The cut-off frequency that you should be using is completely dependent on what you are trying to learn from your measurement.  Do you expect to have signals above 4kHz of interest?  If so, the a cut-off frequency of 4 kHz is a bad idea.

For me, if I've already done the FFT, why bother with the filter?  Just plot the FFT up to the frequencies of interst and ignore any higher frequencies (of course this pre-supposes that you are using a hardware filter to ensure that you don't have any aliasing in your signal).

Nequist theorem, the maximum signal is 50 kHz as i sample at a rate of 100 kHz.

After 4 kHz it seems that there is noise, isnt it?

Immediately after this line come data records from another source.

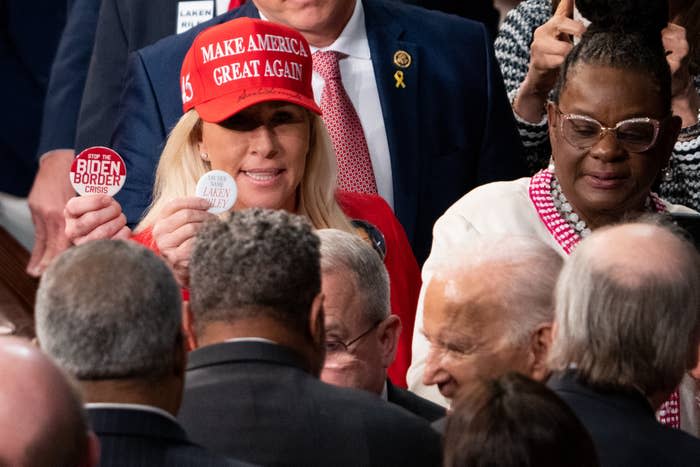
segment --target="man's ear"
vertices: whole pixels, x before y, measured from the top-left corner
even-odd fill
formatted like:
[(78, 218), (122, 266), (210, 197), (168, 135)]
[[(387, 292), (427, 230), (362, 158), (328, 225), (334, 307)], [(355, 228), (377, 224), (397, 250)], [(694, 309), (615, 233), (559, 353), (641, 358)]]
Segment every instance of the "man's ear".
[(197, 334), (194, 330), (194, 315), (190, 309), (190, 302), (182, 302), (182, 331), (185, 337), (185, 349), (196, 349)]
[(100, 465), (100, 440), (92, 431), (88, 431), (87, 436), (87, 452), (83, 456), (81, 467), (97, 467)]
[(311, 303), (311, 315), (309, 316), (309, 332), (314, 343), (318, 346), (323, 345), (323, 341), (326, 338), (323, 328), (323, 320), (325, 316), (323, 314), (323, 292), (319, 292), (314, 301)]
[(377, 326), (377, 339), (379, 339), (381, 346), (382, 365), (384, 368), (389, 368), (394, 363), (400, 334), (401, 319), (396, 315), (389, 315)]
[(549, 376), (547, 355), (552, 347), (552, 323), (540, 324), (530, 337), (529, 371), (536, 381), (544, 381)]

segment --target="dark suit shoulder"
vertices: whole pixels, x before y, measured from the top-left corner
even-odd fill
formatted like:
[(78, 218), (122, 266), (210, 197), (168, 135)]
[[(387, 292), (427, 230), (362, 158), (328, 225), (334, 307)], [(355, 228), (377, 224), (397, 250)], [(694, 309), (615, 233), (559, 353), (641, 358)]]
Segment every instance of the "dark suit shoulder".
[(245, 467), (190, 442), (175, 421), (149, 411), (88, 409), (101, 467)]
[(637, 391), (594, 389), (571, 373), (552, 377), (548, 385), (591, 434), (601, 465), (698, 465), (700, 439), (661, 425)]
[(429, 422), (442, 418), (446, 415), (445, 408), (424, 399), (410, 391), (399, 388), (387, 380), (387, 400), (392, 404), (403, 407), (414, 415), (417, 415)]
[[(486, 27), (477, 21), (456, 15), (443, 13), (442, 11), (426, 10), (414, 5), (401, 2), (388, 2), (383, 0), (364, 0), (365, 15), (383, 14), (391, 17), (392, 25), (404, 29), (404, 35), (418, 36), (426, 41), (447, 44), (447, 38), (453, 35), (482, 36), (488, 38)], [(381, 12), (381, 13), (375, 13)], [(437, 34), (437, 36), (434, 36)], [(432, 36), (432, 37), (431, 37)]]
[(379, 396), (321, 382), (290, 349), (209, 347), (191, 356), (179, 415), (203, 446), (263, 465), (440, 464), (439, 435), (425, 420)]

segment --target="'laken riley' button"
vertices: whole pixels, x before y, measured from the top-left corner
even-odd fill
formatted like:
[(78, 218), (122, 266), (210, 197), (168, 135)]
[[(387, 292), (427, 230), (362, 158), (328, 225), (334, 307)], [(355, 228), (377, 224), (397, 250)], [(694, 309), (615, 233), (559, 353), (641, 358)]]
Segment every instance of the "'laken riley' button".
[(236, 182), (223, 170), (211, 170), (199, 179), (195, 192), (200, 198), (209, 201), (207, 209), (212, 214), (226, 212), (236, 203), (238, 188)]
[(116, 151), (104, 146), (93, 146), (73, 159), (70, 182), (81, 196), (114, 196), (126, 182), (126, 164)]

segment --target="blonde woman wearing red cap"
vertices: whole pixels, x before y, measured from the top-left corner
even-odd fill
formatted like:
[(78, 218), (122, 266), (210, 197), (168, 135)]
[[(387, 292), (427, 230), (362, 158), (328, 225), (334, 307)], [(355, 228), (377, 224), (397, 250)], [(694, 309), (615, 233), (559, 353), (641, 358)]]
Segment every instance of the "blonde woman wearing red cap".
[[(384, 200), (336, 191), (335, 156), (311, 88), (311, 51), (296, 31), (239, 18), (197, 36), (182, 65), (185, 114), (172, 129), (156, 171), (154, 198), (133, 238), (158, 250), (187, 286), (188, 262), (201, 224), (214, 215), (195, 197), (199, 178), (223, 170), (236, 181), (232, 210), (285, 209), (316, 228), (367, 236), (391, 278), (391, 306), (404, 331), (392, 380), (405, 386), (420, 272), (403, 228)], [(128, 166), (127, 166), (128, 176)], [(121, 207), (106, 196), (72, 199), (66, 233), (73, 243), (127, 238)], [(368, 221), (358, 231), (350, 219)], [(365, 223), (366, 224), (366, 223)]]

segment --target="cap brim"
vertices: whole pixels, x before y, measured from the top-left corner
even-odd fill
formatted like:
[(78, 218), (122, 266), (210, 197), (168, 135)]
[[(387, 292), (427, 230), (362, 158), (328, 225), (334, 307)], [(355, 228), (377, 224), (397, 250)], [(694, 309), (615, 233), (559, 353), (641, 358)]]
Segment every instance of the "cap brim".
[(300, 105), (311, 112), (321, 115), (321, 109), (313, 99), (283, 88), (258, 88), (250, 91), (234, 92), (195, 105), (194, 108), (205, 122), (219, 123), (241, 110), (261, 102), (270, 101), (283, 101)]

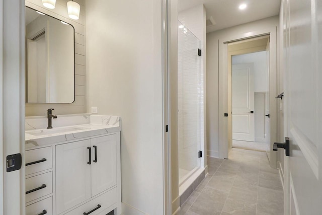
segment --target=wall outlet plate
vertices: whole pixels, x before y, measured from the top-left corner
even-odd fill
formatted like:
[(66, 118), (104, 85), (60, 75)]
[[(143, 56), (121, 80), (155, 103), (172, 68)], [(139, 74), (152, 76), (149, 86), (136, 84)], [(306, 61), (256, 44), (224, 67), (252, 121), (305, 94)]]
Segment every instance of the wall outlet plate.
[(97, 113), (97, 107), (92, 107), (92, 113)]

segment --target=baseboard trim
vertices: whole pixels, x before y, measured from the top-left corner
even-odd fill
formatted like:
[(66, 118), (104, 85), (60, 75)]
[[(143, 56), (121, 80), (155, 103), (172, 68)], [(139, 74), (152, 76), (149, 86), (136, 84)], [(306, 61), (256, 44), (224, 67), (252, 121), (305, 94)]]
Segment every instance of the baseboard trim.
[(177, 213), (178, 213), (180, 211), (181, 209), (181, 208), (179, 206), (179, 207), (177, 208), (176, 211), (173, 213), (172, 213), (172, 215), (176, 215)]
[(131, 205), (122, 202), (122, 215), (147, 215), (141, 210), (139, 210)]
[[(174, 210), (175, 210), (174, 212)], [(176, 214), (179, 210), (180, 210), (180, 196), (178, 195), (177, 198), (172, 201), (173, 214)]]

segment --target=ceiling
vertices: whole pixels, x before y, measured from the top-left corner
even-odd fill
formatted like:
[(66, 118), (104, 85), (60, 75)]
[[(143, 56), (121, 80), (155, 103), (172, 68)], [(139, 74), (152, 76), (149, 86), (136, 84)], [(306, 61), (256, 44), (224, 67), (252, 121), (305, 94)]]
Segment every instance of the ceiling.
[(40, 14), (36, 13), (36, 11), (29, 8), (26, 8), (26, 25), (35, 20)]
[[(238, 6), (247, 4), (241, 11)], [(279, 13), (281, 0), (179, 0), (179, 12), (203, 4), (206, 19), (212, 17), (215, 25), (207, 26), (207, 33), (272, 17)]]

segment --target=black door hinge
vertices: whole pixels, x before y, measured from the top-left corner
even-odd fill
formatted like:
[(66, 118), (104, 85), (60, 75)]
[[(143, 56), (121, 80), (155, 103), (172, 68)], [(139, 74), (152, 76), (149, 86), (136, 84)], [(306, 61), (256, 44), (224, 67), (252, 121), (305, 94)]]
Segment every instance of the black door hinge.
[(198, 49), (198, 56), (201, 56), (201, 49), (200, 48)]
[(7, 156), (7, 171), (12, 172), (21, 168), (22, 159), (21, 154), (15, 154)]
[(202, 151), (199, 151), (198, 152), (198, 158), (202, 158)]

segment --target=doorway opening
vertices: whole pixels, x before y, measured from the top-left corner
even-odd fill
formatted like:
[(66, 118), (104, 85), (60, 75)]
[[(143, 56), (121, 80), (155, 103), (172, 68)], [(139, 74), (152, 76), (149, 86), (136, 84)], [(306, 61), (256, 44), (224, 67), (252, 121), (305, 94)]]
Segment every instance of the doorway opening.
[(269, 39), (228, 44), (229, 149), (270, 151)]

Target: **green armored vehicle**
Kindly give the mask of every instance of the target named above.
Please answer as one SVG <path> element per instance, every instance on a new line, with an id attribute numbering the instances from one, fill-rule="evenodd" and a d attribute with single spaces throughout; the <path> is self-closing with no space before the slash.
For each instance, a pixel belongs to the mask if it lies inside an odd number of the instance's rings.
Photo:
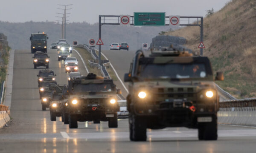
<path id="1" fill-rule="evenodd" d="M 192 56 L 173 48 L 138 51 L 124 80 L 129 82 L 127 97 L 130 139 L 146 141 L 146 129 L 185 127 L 198 128 L 199 140 L 217 139 L 219 97 L 207 57 Z"/>
<path id="2" fill-rule="evenodd" d="M 77 122 L 108 121 L 109 128 L 117 128 L 119 107 L 113 81 L 89 73 L 86 76 L 69 81 L 67 108 L 70 128 L 77 128 Z M 64 116 L 65 119 L 65 116 Z"/>
<path id="3" fill-rule="evenodd" d="M 29 38 L 31 42 L 31 53 L 34 54 L 37 51 L 47 53 L 47 40 L 48 38 L 44 32 L 40 33 L 38 31 L 37 34 L 31 34 Z"/>

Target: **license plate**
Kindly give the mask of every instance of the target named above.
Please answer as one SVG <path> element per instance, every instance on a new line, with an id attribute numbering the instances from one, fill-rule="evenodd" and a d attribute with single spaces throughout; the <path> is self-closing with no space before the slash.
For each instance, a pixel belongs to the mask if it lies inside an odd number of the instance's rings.
<path id="1" fill-rule="evenodd" d="M 106 117 L 114 117 L 114 114 L 107 114 L 106 115 Z"/>
<path id="2" fill-rule="evenodd" d="M 212 122 L 212 117 L 198 117 L 198 122 Z"/>

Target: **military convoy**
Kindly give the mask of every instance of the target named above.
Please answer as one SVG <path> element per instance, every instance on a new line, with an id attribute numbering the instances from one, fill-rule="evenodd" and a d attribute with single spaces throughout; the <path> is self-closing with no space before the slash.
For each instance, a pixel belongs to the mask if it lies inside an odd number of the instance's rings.
<path id="1" fill-rule="evenodd" d="M 146 141 L 147 128 L 176 127 L 198 128 L 199 140 L 217 139 L 219 97 L 207 57 L 172 48 L 149 57 L 139 51 L 124 81 L 131 140 Z"/>

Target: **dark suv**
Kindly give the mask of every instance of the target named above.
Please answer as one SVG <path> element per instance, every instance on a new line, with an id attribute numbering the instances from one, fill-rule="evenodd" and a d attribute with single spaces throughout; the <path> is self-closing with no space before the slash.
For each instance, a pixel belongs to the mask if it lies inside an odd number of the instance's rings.
<path id="1" fill-rule="evenodd" d="M 129 51 L 129 45 L 127 42 L 122 42 L 119 46 L 119 50 L 126 49 Z"/>
<path id="2" fill-rule="evenodd" d="M 49 59 L 50 58 L 47 54 L 41 51 L 37 51 L 34 54 L 34 68 L 38 66 L 45 66 L 46 68 L 49 68 Z"/>

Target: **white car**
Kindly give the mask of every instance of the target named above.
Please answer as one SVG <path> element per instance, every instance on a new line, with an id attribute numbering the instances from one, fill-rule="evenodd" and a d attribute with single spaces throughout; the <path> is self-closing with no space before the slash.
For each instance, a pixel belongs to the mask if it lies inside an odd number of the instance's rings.
<path id="1" fill-rule="evenodd" d="M 110 50 L 120 50 L 119 46 L 119 44 L 118 43 L 112 43 L 110 45 Z"/>
<path id="2" fill-rule="evenodd" d="M 77 65 L 78 65 L 78 60 L 75 57 L 67 57 L 64 61 L 65 65 L 66 65 L 68 63 L 70 62 L 75 63 Z"/>

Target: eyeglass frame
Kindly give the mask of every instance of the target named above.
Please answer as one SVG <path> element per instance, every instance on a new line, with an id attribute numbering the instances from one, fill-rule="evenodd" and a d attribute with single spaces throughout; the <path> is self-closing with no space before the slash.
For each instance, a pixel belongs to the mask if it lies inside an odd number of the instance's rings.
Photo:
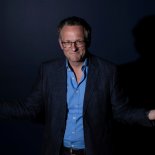
<path id="1" fill-rule="evenodd" d="M 85 40 L 76 40 L 76 41 L 61 41 L 64 48 L 71 48 L 74 44 L 76 47 L 84 47 L 86 44 Z M 79 44 L 79 45 L 78 45 Z"/>

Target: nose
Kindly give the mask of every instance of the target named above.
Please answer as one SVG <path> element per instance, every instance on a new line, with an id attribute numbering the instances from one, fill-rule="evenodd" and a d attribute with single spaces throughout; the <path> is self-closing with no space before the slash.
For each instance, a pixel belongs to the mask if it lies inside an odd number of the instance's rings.
<path id="1" fill-rule="evenodd" d="M 77 45 L 76 45 L 76 42 L 72 42 L 72 44 L 71 44 L 71 49 L 72 49 L 73 51 L 77 51 L 78 47 L 77 47 Z"/>

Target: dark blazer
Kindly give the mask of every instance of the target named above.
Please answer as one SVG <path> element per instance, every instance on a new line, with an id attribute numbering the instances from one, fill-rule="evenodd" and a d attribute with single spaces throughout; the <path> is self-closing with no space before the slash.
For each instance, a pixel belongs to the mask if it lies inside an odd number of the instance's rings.
<path id="1" fill-rule="evenodd" d="M 128 106 L 116 66 L 93 55 L 89 55 L 88 59 L 83 106 L 86 155 L 111 155 L 113 118 L 129 124 L 152 124 L 144 109 L 131 109 Z M 45 62 L 32 94 L 25 101 L 16 101 L 14 105 L 1 103 L 0 116 L 31 119 L 44 116 L 44 155 L 59 155 L 68 112 L 66 92 L 65 59 Z"/>

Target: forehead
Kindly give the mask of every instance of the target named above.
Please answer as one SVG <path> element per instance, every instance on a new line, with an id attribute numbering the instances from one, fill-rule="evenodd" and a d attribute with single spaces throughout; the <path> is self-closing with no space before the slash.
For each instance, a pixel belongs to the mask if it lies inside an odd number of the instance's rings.
<path id="1" fill-rule="evenodd" d="M 61 36 L 72 36 L 72 35 L 78 35 L 78 36 L 84 36 L 84 28 L 80 25 L 65 25 L 61 31 L 60 31 Z"/>

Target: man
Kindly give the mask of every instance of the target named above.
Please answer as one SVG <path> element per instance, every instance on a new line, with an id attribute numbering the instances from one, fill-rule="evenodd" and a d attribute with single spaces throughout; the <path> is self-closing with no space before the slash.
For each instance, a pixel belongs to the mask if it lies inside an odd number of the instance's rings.
<path id="1" fill-rule="evenodd" d="M 58 32 L 65 59 L 43 63 L 31 96 L 1 103 L 0 116 L 44 116 L 44 155 L 111 155 L 112 119 L 151 127 L 155 111 L 128 106 L 115 65 L 88 52 L 84 19 L 66 18 Z"/>

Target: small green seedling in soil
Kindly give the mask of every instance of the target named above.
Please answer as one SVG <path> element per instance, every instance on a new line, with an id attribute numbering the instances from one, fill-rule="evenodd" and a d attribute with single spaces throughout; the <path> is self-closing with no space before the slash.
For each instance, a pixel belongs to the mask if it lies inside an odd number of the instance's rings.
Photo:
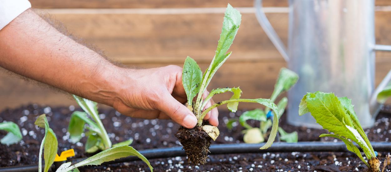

Also keep in mind that, depending on your application, Nyquist theorem might not hold true. I put together this simple VI to help illustrate the point, a simple sine wave generator sampling at 10kHz, where you start having data loss as soon as sampling rate is lower than 10 times the signal frequency, and gradually turns into a garbled mass of points that resembles a sine wave as it progresses, so if you want to reconstruct the signal, 2 times frequency might not be enough. It is further explained in this MATLAB thread

https://www.mathworks.com/matlabcentral/newsreader/view_thread/314114?requestedDomain=www.mathworks....

And this bit about oscilloscopes:

http://electronics.stackexchange.com/questions/39788/why-did-aliasing-occur-at-a-frequency-before-th...

This one hits close to home as I had issues with sampling rate a while ago, struggling with a similiar problem, until I further delved into Nyquist theorem.